Source: CISA Vulnrichment (SSVC v2.0). Decision based on the CISA Coordinator decision tree.

Classification

Adversarial Examples Data Leakage Inference Framework AML.T0006 - Active Scanning AML.T0031 - Erode AI Model Integrity AML.T0040 - AI Model Inference API Access AML.T0043.003 - Manual Modification AML.T0049 - Exploit Public-Facing Application

Compliance Impact

This CVE is relevant to:

EU AI Act

Art.15 - Accuracy, robustness and cybersecurity

ISO 42001

A.6.2.3 - AI system data quality

NIST AI RMF

MANAGE-2.2 - Mechanisms to sustain value and manage AI risks

OWASP LLM Top 10

LLM04 - Model Denial of Service

Frequently Asked Questions

What is CVE-2025-25183?

vLLM deployments on Python 3.12+ using prefix caching are vulnerable to cache poisoning via crafted hash collisions, causing users to receive responses generated from attacker-controlled prompt contexts. The attack requires low-privilege API access and knowledge of target prompts, limiting real-world risk—but multi-tenant shared inference infrastructure faces meaningful integrity exposure. Upgrade all vLLM instances to 0.7.2 immediately; if patching is delayed, disable prefix caching as a stopgap.

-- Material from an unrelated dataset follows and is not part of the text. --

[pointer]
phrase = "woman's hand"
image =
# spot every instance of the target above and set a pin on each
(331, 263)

Is CVE-2025-25183 actively exploited?

No confirmed active exploitation of CVE-2025-25183 has been reported, but organizations should still patch proactively.

How to fix CVE-2025-25183?

1. Upgrade vLLM to >= 0.7.2 (patch available, breaking change is minimal). 2. If immediate patching is blocked, disable prefix caching via --disable-prefix-caching flag or equivalent config key—this eliminates the attack surface at the cost of cache performance. 3. Audit Python version across inference fleet; Python 3.12+ deployments carry elevated risk due to predictable hash(None). 4. For multi-tenant deployments, consider tenant-isolated vLLM instances until patch is applied. 5. Monitor inference logs for anomalous response inconsistencies or unexpected prompt-to-output mismatches that may indicate cache pollution. 6. Review API access logs for unusual high-volume or repetitive request patterns suggesting hash-collision probing.

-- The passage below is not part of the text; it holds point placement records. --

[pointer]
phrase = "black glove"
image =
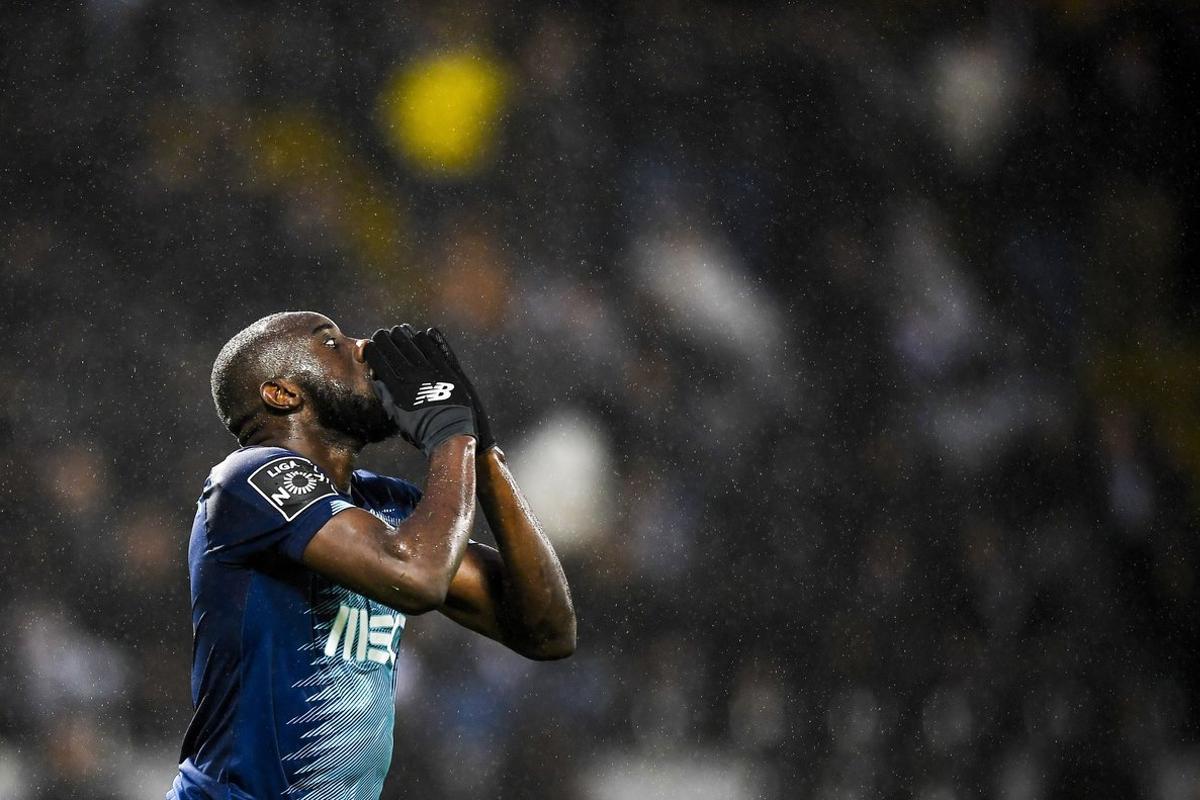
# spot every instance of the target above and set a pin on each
(435, 344)
(424, 396)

What systems are affected by CVE-2025-25183?

This vulnerability affects the following AI/ML architecture patterns: LLM inference serving (vLLM), Multi-tenant model serving, KV cache / prefix caching systems, RAG pipelines with vLLM backend, AI agent frameworks using vLLM as inference engine.

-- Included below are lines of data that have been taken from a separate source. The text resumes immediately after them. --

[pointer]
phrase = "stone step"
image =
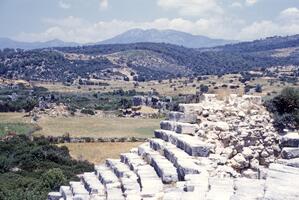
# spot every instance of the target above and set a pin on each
(190, 144)
(289, 162)
(184, 163)
(290, 140)
(282, 183)
(150, 183)
(182, 117)
(110, 181)
(54, 196)
(220, 188)
(179, 127)
(93, 184)
(290, 152)
(127, 177)
(191, 108)
(164, 168)
(198, 184)
(78, 190)
(248, 189)
(66, 192)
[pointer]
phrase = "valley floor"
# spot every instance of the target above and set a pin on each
(98, 152)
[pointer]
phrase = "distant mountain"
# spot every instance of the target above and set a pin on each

What is the CVSS score for CVE-2025-25183?

CVE-2025-25183 has a CVSS v3.1 base score of 2.6 (LOW). The EPSS exploitation probability is 0.32%.

Technical Details

NVD Description

vLLM is a high-throughput and memory-efficient inference and serving engine for LLMs. Maliciously constructed statements can lead to hash collisions, resulting in cache reuse, which can interfere with subsequent responses and cause unintended behavior. Prefix caching makes use of Python's built-in hash() function. As of Python 3.12, the behavior of hash(None) has changed to be a predictable constant value. This makes it more feasible that someone could try exploit hash collisions. The impact of a collision would be using cache that was generated using different content. Given knowledge of prompts in use and predictable hashing behavior, someone could intentionally populate the cache using a prompt known to collide with another prompt in use. This issue has been addressed in version 0.7.2 and all users are advised to upgrade. There are no known workarounds for this vulnerability.

Exploitation Scenario

An adversary with low-privilege API access to a shared vLLM serving endpoint (Python 3.12+) identifies commonly-used system prompts through prior knowledge or observation. They craft a prompt engineered to produce a hash collision with a target prompt's prefix—made more tractable on Python 3.12 due to hash(None) predictability. By submitting the crafted prompt first to warm the KV cache, the attacker plants a poisoned context. When a legitimate user subsequently sends the target prompt, vLLM's prefix cache returns the attacker's stored context instead of computing a fresh prefix. The model then responds as if conditioned on the attacker's prompt, potentially producing misleading, policy-violating, or manipulated outputs—without any visible signal to the end user that cache reuse occurred.